Com todo o cuidado com detalhes necessários a um filme de época de qualidade, como trilha sonora marcante, além de direção de arte, figurino e fotografia bem cuidados, “O Amante da Rainha” traz, ainda, um roteiro bem amarrado e inteligente (vencedor do Urso de Ouro no Festival de Berlim), adaptado a quatro mãos pelo diretor e Rasmus Heisterberg, baseado no romance “Princesa de Sangue”, de Bodil Steensen-Leth.
Diante de interpretações corretas de boa parte do elenco, o longa ganha na beleza e carisma de Alicia Vikander como a rainha infiel e perde no apático Mads Mikkelsen, como o amante Johann.
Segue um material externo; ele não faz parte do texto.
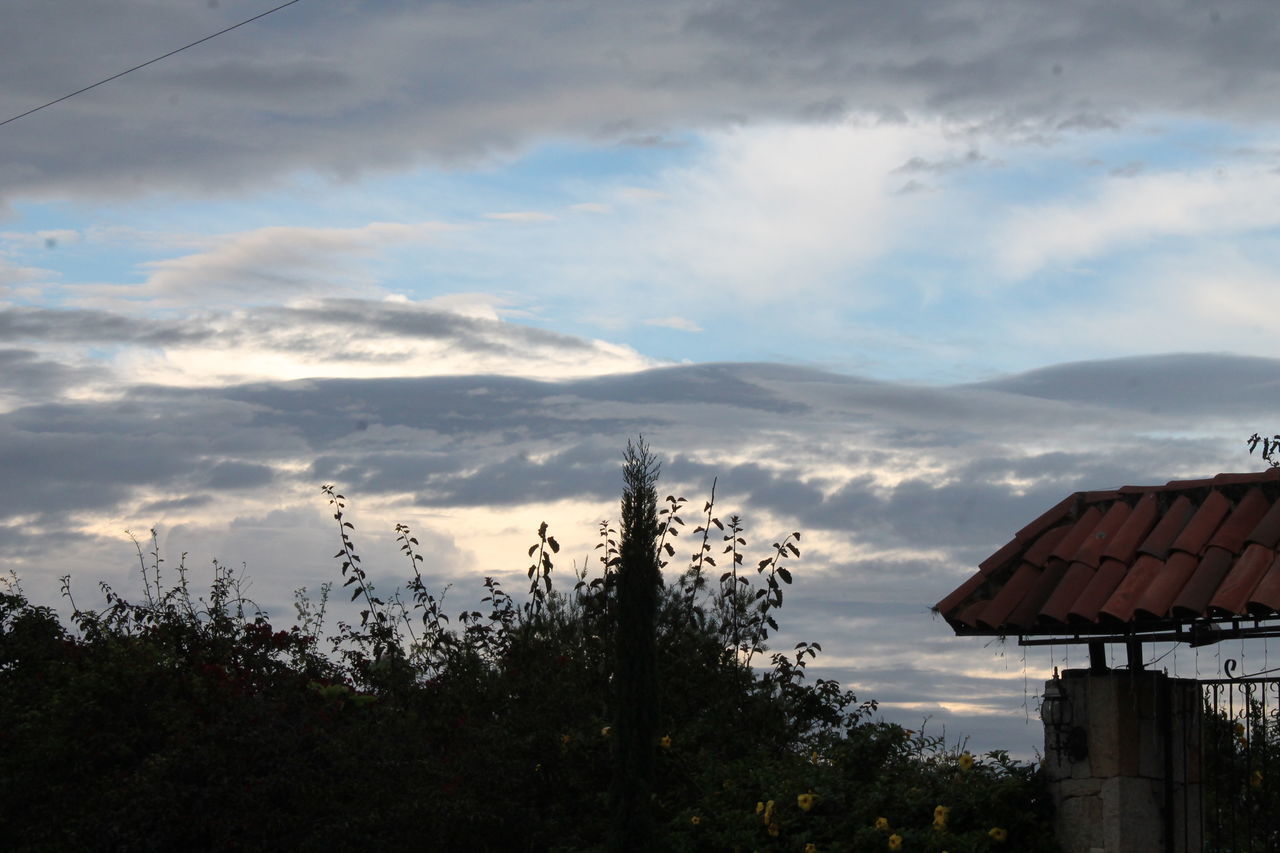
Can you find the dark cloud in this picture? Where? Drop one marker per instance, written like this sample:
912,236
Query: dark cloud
374,86
80,325
27,375
897,489
1185,384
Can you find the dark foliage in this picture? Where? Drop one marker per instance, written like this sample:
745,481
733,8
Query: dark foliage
187,723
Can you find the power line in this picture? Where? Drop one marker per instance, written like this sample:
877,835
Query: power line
81,91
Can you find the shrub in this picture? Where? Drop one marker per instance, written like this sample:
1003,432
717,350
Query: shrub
197,724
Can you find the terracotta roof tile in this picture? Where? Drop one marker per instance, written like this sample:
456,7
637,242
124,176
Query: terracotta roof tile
1075,537
1098,592
1125,596
1011,594
1141,557
1023,619
1203,582
1267,530
1124,544
1068,589
1203,524
1248,511
1266,597
1165,587
1161,538
1233,594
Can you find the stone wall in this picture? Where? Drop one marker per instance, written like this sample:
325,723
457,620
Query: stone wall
1121,755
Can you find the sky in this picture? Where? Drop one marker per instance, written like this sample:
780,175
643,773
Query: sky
897,274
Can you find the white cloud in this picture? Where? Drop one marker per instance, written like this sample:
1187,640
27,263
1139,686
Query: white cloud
522,215
268,264
677,323
1128,211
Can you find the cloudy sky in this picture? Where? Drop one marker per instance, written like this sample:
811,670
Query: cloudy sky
900,274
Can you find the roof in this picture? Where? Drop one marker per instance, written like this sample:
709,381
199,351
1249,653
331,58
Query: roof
1134,559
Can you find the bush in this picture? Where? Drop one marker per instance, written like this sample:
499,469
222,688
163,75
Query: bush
182,723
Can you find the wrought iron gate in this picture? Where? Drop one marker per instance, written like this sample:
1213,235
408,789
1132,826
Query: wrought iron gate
1239,757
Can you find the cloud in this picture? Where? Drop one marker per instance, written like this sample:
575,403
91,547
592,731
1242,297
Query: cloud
269,264
1134,209
679,323
522,215
334,337
899,489
383,87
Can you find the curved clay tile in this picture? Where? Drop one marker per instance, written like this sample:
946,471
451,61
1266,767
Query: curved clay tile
1073,583
1194,597
1097,539
1266,596
1124,544
1025,614
1170,525
1233,594
1124,598
1019,584
1246,516
969,615
1203,524
1074,538
1104,583
1045,544
1267,530
1165,587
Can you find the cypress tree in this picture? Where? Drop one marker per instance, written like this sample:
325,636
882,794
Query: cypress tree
635,675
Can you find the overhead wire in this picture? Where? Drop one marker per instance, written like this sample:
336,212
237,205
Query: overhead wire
150,62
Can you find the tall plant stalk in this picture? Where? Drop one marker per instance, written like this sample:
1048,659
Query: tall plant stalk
635,651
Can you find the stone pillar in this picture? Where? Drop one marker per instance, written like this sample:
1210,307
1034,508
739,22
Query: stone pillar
1121,756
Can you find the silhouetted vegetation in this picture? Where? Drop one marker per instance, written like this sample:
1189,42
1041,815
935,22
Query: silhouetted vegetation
193,723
Porém, o grande trunfo de “O Amante da Rainha” recai sobre Mikkel Boe Følsgaard como Christian VII. Laureado com o Urso de Prata por sua atuação, o ator oferece toda a força necessária de um personagem atormentado e de atitudes nada convencionais que tem nas mãos a responsabilidade de conduzir uma nação. E tudo isso sem cair no risível, lembrando em alguns momentos – e guardada as devidas proporções – o espevitado Mozart de Milos Forman em “Amadeus”, magistralmente interpretado por Tom Hulce.
O filme, infelizmente, não inova no formato, abusando de planos abertos e mostrando o lado obscuro da monarquia, mas aproxima o espectador da nobreza ao inserir diálogos de linguajar chulo, bem diferente das regras de etiqueta que predominam nos filmes do gênero. E ainda nos dá uma aula de História que, mesmo que não aprofundada em suas pouco mais de duas horas de projeção e com um epílogo previsível, oferece uma visão panorâmica de um país que saiu da miséria e abriu as portas ao desenvolvimento. Desenvolvimento este, ironicamente, favorecido por um caso de amor proibido.